The covers for Dynamo issues 1 through 4, including the Wally Wood original for issue #3.

As mentioned, T.H.U.N.D.E.R. Agents begat separate Dynamo and NoMan comics and a sorta/kinda related Undersea Agent comic book. While the main T.H.U.N.D.E.R. book lasted for four years, its publication became more and more sporadic. Some later issues contained reprints of older stories. Finally with issue #20, cover-dated for November 1969, one year after the previous issue, the agents lost their thunder, but not the fans’ memories; T.H.U.N.D.E.R. Agents as a comics property has been resurrected more times than just about any other 1960s series from a defunct—or still-existing—publisher. It’s a tangled web of revivals and reboots, but I’ll try …

A little cross-pollination between Tower Comics and Tower Books with a paperback collection of NoMan stories during the original run; other T.H.U.N.D.E.R. Agents comics were published by JC Comics, Deluxe Comics, DC (Archives and ongoing series), and IDW. The DC ongoing has a cover by Darwyn Cooke.

In 1981, John Carbonaro released two issues as JC Comics; in 1983, T.H.U.N.D.E.R. Agents appeared in Justice Machine Annual #1, published by Texas Comics. In 1984, David M. Singer’s Deluxe Comics published Wally Wood’s T.H.U.N.D.E.R. Agents, featuring art by George Pérez, Steve Ditko, Rich Buckler, and Jerry Ordway (Wood had died in 1981). Singer and Carbonaro battled it out in court, with the latter winning the rights to the characters, and—assumably—the coveted Thunder Belt, invisibility cloak, helmet, and every other gadget and wing-ding the characters utilized to have powers. In the 1990s, Rob Liefeld tried to publish a T.H.U.N.D.E.R. Agents series through his Extreme Studios and failed, but Carbonaro did a story with the characters in Penthouse magazine’s Omni Comix #3, which was drawn by Paul Gulacy and reprinted in Jon B. Cooke’s The T.H.U.N.D.E.R. Agents Companion, published by TwoMorrows Publishing in 2005 (this is a great history book on T.H.U.N.D.E.R. Agents and Tower Comics; you can nab a digital copy by clicking here). DC picked up the rights from Carbonaro in the early 2000s, but couldn’t get him to agree to the changes they wanted to make with the characters; instead they published a T.H.U.N.D.E.R. Agents Archives series, which lasted for seven hardcover volumes, but the reproduction was lousy (in my humble opinion), and appeared to be just cleaned up scans of the printed comics (stats or negatives of the original comics were probably destroyed years ago—very few companies thought to save this stuff for future reprints). DC finally published their own new series after Carbonaro’s death, written by Nick Spencer with art by Cafu, but it lasted only ten issues; a six-issue mini-series followed. And then T.H.U.N.D.E.R. Agents moved over to IDW, where they republished the crappy reprints and tried to relaunch the series yet again. In 2015, Michael Uslan (the executive producer of the Batman film franchise in all its permutations) got the movie rights to it, but no movie has been forthcoming.

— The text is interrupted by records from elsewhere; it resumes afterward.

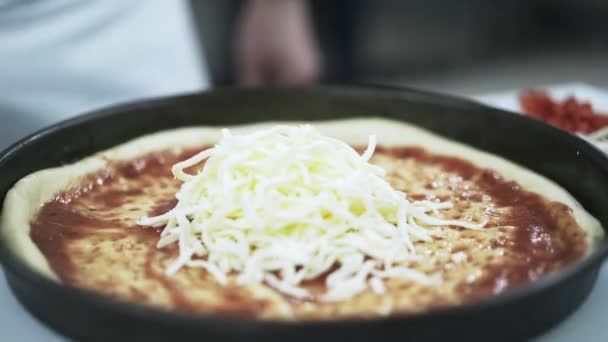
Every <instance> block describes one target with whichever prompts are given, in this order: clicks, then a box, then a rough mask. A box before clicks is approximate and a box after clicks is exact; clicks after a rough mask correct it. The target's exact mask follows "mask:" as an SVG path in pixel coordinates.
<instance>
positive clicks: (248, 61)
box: [235, 0, 321, 86]
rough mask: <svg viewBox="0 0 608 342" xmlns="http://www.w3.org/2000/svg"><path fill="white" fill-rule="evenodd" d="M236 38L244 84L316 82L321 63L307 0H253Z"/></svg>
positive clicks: (300, 83)
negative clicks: (312, 26) (305, 1)
mask: <svg viewBox="0 0 608 342" xmlns="http://www.w3.org/2000/svg"><path fill="white" fill-rule="evenodd" d="M237 30H238V31H237V39H236V43H237V46H236V56H235V60H236V62H237V70H238V80H239V83H240V84H241V85H245V86H260V85H269V84H270V85H278V84H281V85H294V84H307V83H312V82H314V81H316V80H317V79H318V77H319V75H320V71H321V63H320V56H319V48H318V46H317V41H316V40H315V38H314V33H313V32H312V28H311V23H310V18H309V14H308V8H307V5H306V3H305V2H304V0H249V1H248V2H247V4H246V5H245V8H244V9H243V12H242V14H241V17H240V20H239V23H238V28H237Z"/></svg>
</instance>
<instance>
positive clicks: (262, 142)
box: [138, 125, 486, 301]
mask: <svg viewBox="0 0 608 342" xmlns="http://www.w3.org/2000/svg"><path fill="white" fill-rule="evenodd" d="M375 146H376V137H375V136H374V135H372V136H370V138H369V144H368V147H367V149H366V150H365V152H364V153H363V154H362V155H359V154H358V153H357V152H356V151H355V150H354V149H353V148H352V147H350V146H349V145H347V144H346V143H344V142H342V141H340V140H337V139H334V138H331V137H327V136H323V135H321V134H320V132H319V131H318V130H316V129H315V128H314V127H312V126H310V125H303V126H276V127H273V128H270V129H267V130H260V131H256V132H253V133H249V134H239V135H236V134H232V133H231V132H230V131H229V130H226V129H224V130H222V138H221V140H220V141H219V142H218V144H217V145H216V146H214V147H213V148H210V149H207V150H204V151H202V152H200V153H199V154H197V155H195V156H193V157H191V158H190V159H188V160H185V161H182V162H180V163H177V164H175V165H174V166H173V169H172V171H173V174H174V176H175V177H176V178H177V179H178V180H180V181H182V182H183V184H182V187H181V189H180V190H179V191H178V193H177V194H176V198H177V199H178V203H177V205H176V207H175V208H174V209H172V210H171V211H169V212H168V213H165V214H162V215H159V216H156V217H144V218H141V219H140V220H139V221H138V224H140V225H142V226H153V227H161V226H164V227H165V228H164V230H163V232H162V234H161V237H160V240H159V241H158V245H157V247H158V248H163V247H166V246H168V245H171V244H173V243H177V244H178V247H179V257H178V258H177V259H176V260H175V261H174V262H173V263H172V264H171V265H170V266H169V267H168V268H167V270H166V274H167V275H168V276H170V275H173V274H175V273H176V272H178V271H179V270H180V269H181V268H182V267H184V266H185V267H200V268H204V269H205V270H206V271H207V272H209V273H210V274H211V275H212V276H213V277H214V278H215V279H216V280H217V282H218V283H219V284H221V285H227V284H228V283H229V279H230V277H229V274H232V273H234V274H236V275H237V277H236V282H237V284H238V285H241V286H247V285H255V284H260V283H266V284H267V285H268V286H271V287H273V288H274V289H276V290H277V291H279V292H281V293H283V294H285V295H288V296H293V297H296V298H313V297H312V294H310V293H309V292H308V291H307V290H306V289H305V288H303V287H302V286H301V285H302V283H303V282H304V281H307V280H311V279H315V278H316V277H319V276H320V275H322V274H327V277H326V278H325V279H326V280H325V285H326V288H327V291H326V292H325V293H324V294H322V295H321V296H320V297H319V298H313V299H317V300H321V301H341V300H347V299H349V298H352V297H353V296H355V295H357V294H358V293H360V292H362V291H365V290H366V289H368V288H370V289H371V290H372V291H373V292H375V293H383V292H384V291H385V286H384V281H385V280H386V279H391V278H405V279H409V280H411V281H413V282H418V283H421V284H435V283H437V282H438V281H440V278H439V277H438V276H436V275H427V274H425V273H422V272H419V271H416V270H414V269H410V268H407V267H405V266H404V262H406V261H408V260H418V259H420V258H421V256H418V255H416V249H415V243H416V242H418V241H432V239H433V236H437V235H438V234H441V233H440V232H441V228H440V226H459V227H462V228H466V229H481V228H483V226H484V225H485V223H486V222H485V221H484V222H480V223H474V222H470V221H456V220H445V219H442V218H441V217H440V211H441V210H443V209H447V208H450V207H451V204H450V203H447V202H445V203H436V202H431V201H418V202H410V201H408V200H407V199H406V195H405V194H404V193H402V192H399V191H396V190H394V189H393V188H392V187H391V186H390V184H389V183H388V182H387V181H386V180H385V179H384V178H383V176H384V170H383V169H382V168H380V167H378V166H376V165H372V164H370V163H369V160H370V158H371V157H372V155H373V153H374V149H375ZM202 162H205V165H204V167H202V169H201V171H200V172H199V173H197V174H194V175H192V174H188V173H186V172H185V171H184V169H186V168H189V167H192V166H195V165H198V164H200V163H202ZM425 227H428V228H425Z"/></svg>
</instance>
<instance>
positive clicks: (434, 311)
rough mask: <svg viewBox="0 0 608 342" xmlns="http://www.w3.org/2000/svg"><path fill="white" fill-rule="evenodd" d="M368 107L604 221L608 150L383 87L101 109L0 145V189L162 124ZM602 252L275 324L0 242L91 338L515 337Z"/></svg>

Nowadays every time I visit a comics shop, I pretty much know what I’m going to find before I get there. And while there’s always new books by new creators to discover, I wish I could go back to late summer 1965, as the new school year loomed and a cold eastern Pennsylvania winter was on the horizon, and walk into Moser’s newsstand and find a new comic book I never heard, from a company I never knew existed. 25 cents was pretty steep for a comic book in 1965; that was two “regular” ones, with a penny left over, when a penny still had at least some kind of buying power. But of all the new books that came out in that mid-1960s era, most crappy, some okay, only one series stood out, at least art-wise, and that was T.H.U.N.D.E.R. Agents. I’d kill to discover something new like that, sight unseen, once again, but I suppose the most thrilling part of it was the time and my age. There’s no better time to be reading comics than as a ten-year-old in 1965.